Sure, there's plenty of token chemistry, physics, and even biology experiments that you can do in a lab. However, telling an 8th-grade class:
It sounds like a joke or something done by genius kids inside the walls of an ivory tower. Not something that can be done in a random school serving a pop-2,000 village in Bavaria.
But why?
After all, if you make enough tradeoffs, it doesn't seem that hard to make a simulation for this experiment. Not one that can be used to design industrial insecticides mind you. But you can take a 1,000 play-neurons model of an insect brain then create 500 different populations, some of which have a wired quickly that causes arrhythmia when certain dopamine pathways are overly stimulated.
You can equally well make a toy simulation for mimicking the dopaminergic effects of nicotine derivative based on 100 simple to model parameters (e.g. expression of certain enzymes that can destroy nicotine, affinity to certain sites, ease of passing the blood-brain barrier).
You're not going to come up with anything useful, but you might even stumble close to an already known design for a neonicotinoid insecticide.
The kids or teachers needn't understand the whole simulation, after all that would defeat the point. They need only be allowed to look at parts of it and use their existing chemistry and biology knowledge to speculate on what change might work.
Maybe that's too high of a bar for a kid? Fine, then they need only use their chemistry knowledge to figure out if a specific molecule could even exist in theory, then fire away as many molecules as possible and see how the simulation reacts.

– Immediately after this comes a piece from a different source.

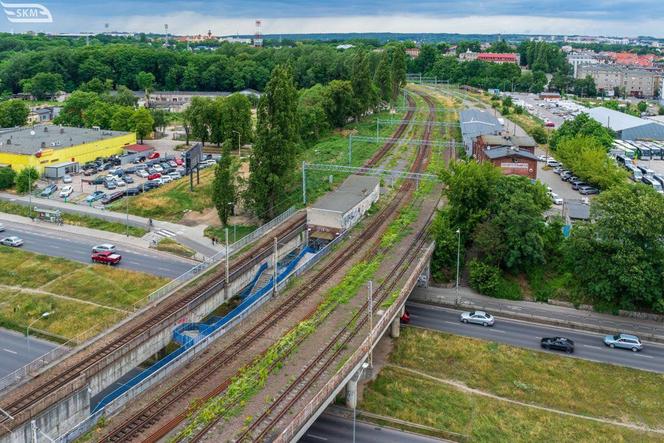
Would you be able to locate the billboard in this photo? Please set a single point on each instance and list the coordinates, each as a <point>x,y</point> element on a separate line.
<point>193,157</point>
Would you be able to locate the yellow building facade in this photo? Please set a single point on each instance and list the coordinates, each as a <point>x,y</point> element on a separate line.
<point>81,153</point>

After all, that sounds like 99% of applied biochemistry in the past and potentially even now.
This analogy breaks down at some point, but what we have currently is so skewed towards the "training on real data is a bad approach" extreme that I think any shift towards the "training on real data is the correct approach" would be good.
The shift from "training of real data" being expensive and dangerous is a very recent one, to be charitable it might have happened in the last 30 years or so with the advent of reasonably priced computers.
Thus I think it's perfectly reasonable to assume most people haven't seen this potential paradigm shift. However, it seems like the kind of swim or sink distinction that will make or break many education systems in the 21st century. In many ways, I think this process has already started, but we are just not comprehending it fully as of yet.